Last week I caught up with friends old and new at a conference of the Australian Science Communicators. Meeting Kirsti was a total highlight – I’m laughing out loud remembering the scene we must have made as she spotted me, yelled out my name in a busy lecture theatre, and I pushed past other seated attendees to have a big hug.
It’s made me think about how important friendships can be in helping you survive a career in science, whether you’re a student, researcher, leader, communicator or teacher. The importance of friends who ‘get it’ and support you through thick and thin would appear to be particularly relevant in the current political and social climate, with grant budgets shrinking and a low value placed on science by some in public office. This is perhaps one reason why many scientists seem to find some solace in connecting through social media. (We touched on this in the November 2013 #onsci chat ‘Looking after each other: professional wellbeing in science’).
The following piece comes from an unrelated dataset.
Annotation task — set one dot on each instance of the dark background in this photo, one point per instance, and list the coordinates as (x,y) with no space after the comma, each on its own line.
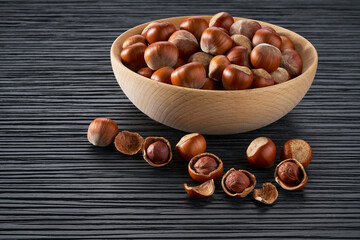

I’ve been lucky enough to have experienced some strong and lasting friendships in my science career. Way back in *gulp* 1995, one fabulous research assistant who – with her husband – saw my desperation at the 11th hour, and helped me stick images (yes, paste them onto paper with glue!) into the multiple copies of my honours thesis. She’s since visited me in hospital when babies arrived, drank champagne at my 40th and comes to my place for coffee and cake about once a year.
The most wonderful epidemiologist anyone could hope to meet was my friend in need and a friend indeed when working in infectious diseases research for the US Navy in Jakarta, Indonesia. She was a military chick, and yet somehow was everything the stereotypical recruit wasn’t – open, warm, caring and a fantastic sense of humour. She’d come up to my desk in the lab, and we’d chew the fat over missed families and life in a foreign land. I’d teach her strange Aussie uses of words, like ‘feral’ (to describe a person who needed a good shower and haircut) and ‘bulldog clip’ (for those black and silver document-securing items). With her equally wonderful husband, she had a baby; I would smuggle him away on weekends, and kiss his fat cheeks. We named our daughter after this friend.
My more recent science friendships have formed away from the laboratory. These friends – with whom I connect in real life and via social media – ‘get’ that I become obsessed with issues, that I love to read and share diverse media, that I stay up too late blogging and reading and thinking. In addition to sciencey and communications stuff, we chat about raising kids, and exercise. We laugh and cry and swear and post sub-tweets and laugh some more.
And now with Kirsti here, I have a mate to ScienceforLife.365 with. That rocks, just quietly.